I was recently pondering TSM’s implementation of target deduplication and decided to review ESG’s Lab Validation report on IBM TSM 6.1. There is quite a bit of good information in the paper, and some really interesting data about TSM’s target deduplication.
Before discussing the results, it is important to understand the testing methodology. Enterprise Strategy Group clearly states that the article was based on “hands-on testing [in IBM's Tucson, AZ labs], audits of IBM test environments, and detailed discussions with IBM TSM experts.” (page 5) This means that IBM installed and configured the environment and allowed ESG to test the systems and review the results. Clearly, IBM engineers are experts in TSM and so you would assume that any systems provided would be optimally configured for performance and deduplication. The results experienced by ESG are likely the best case scenario since the average customer may not have the flexibility (or knowledge) to configure a similar system. This is not a problem, per se, but readers should keep this in mind.

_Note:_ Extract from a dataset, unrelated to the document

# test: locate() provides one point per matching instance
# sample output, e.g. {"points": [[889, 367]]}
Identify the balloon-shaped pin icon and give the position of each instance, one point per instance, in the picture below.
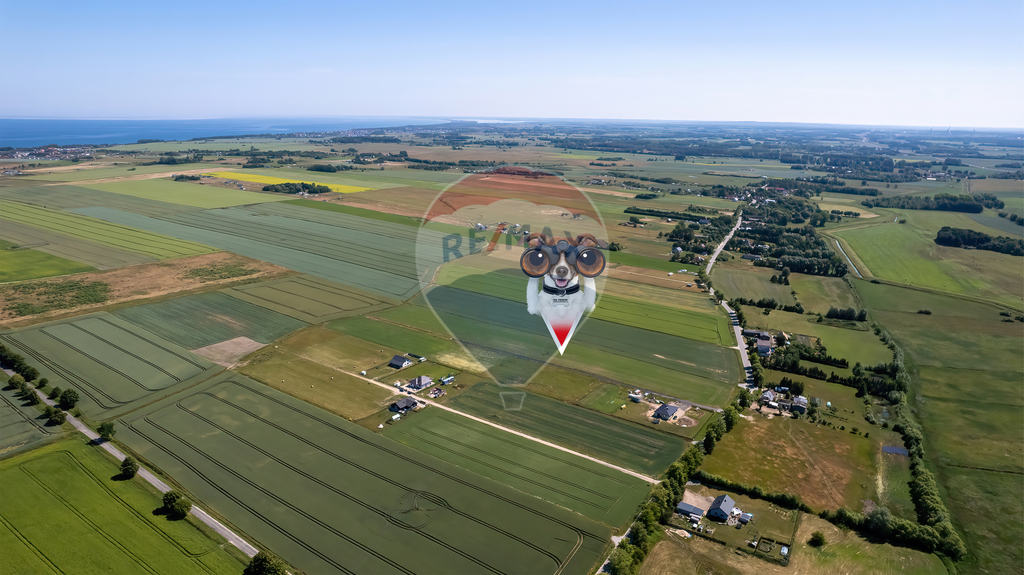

The whitepaper highlights the data reduction realized using TSM and mentions capacity savings of 19:1. However, if you look carefully, you see that the space savings calculations are based on capacity reduction from TSM’s proprietary progressive incremental technology and deduplication. Progressive incremental technology reduces the amount of storage required by bypassing full backups. The really interesting question is “what additional benefits are gained by using TSM’s target deduplication?” Fortunately, ESG provides an answer.
The idea behind deduplication is that it provides capacity savings by removing redundancies within backup data. Theoretically, IBM should have an advantage deduplicating TSM backups since they are intimately familiar with the application and its data formats. However, ESG’s results do not support this assertion. The paper states, “Data deduplication enhanced data reduction in TSM nearly 50% over progressively incremental backup schemes alone.” (page 8 ) This suggests that IBM’s deduplication provides a 2:1 space savings! Wow, talk about a minimal benefit; you could get close to the same results with hardware compression.
In summary, TSM deduplication appears to provide minimal capacity savings while creating management challenges. As an end user concerned about backup and recovery, you should carefully evaluate your options. The improved manageability, performance and data reduction of dedicated target deduplication appliances like SEPATON’s S2100 product family is a better option for all but the smallest environments. TSM includes target deduplication for free, but remember, in this case, you get what you pay for!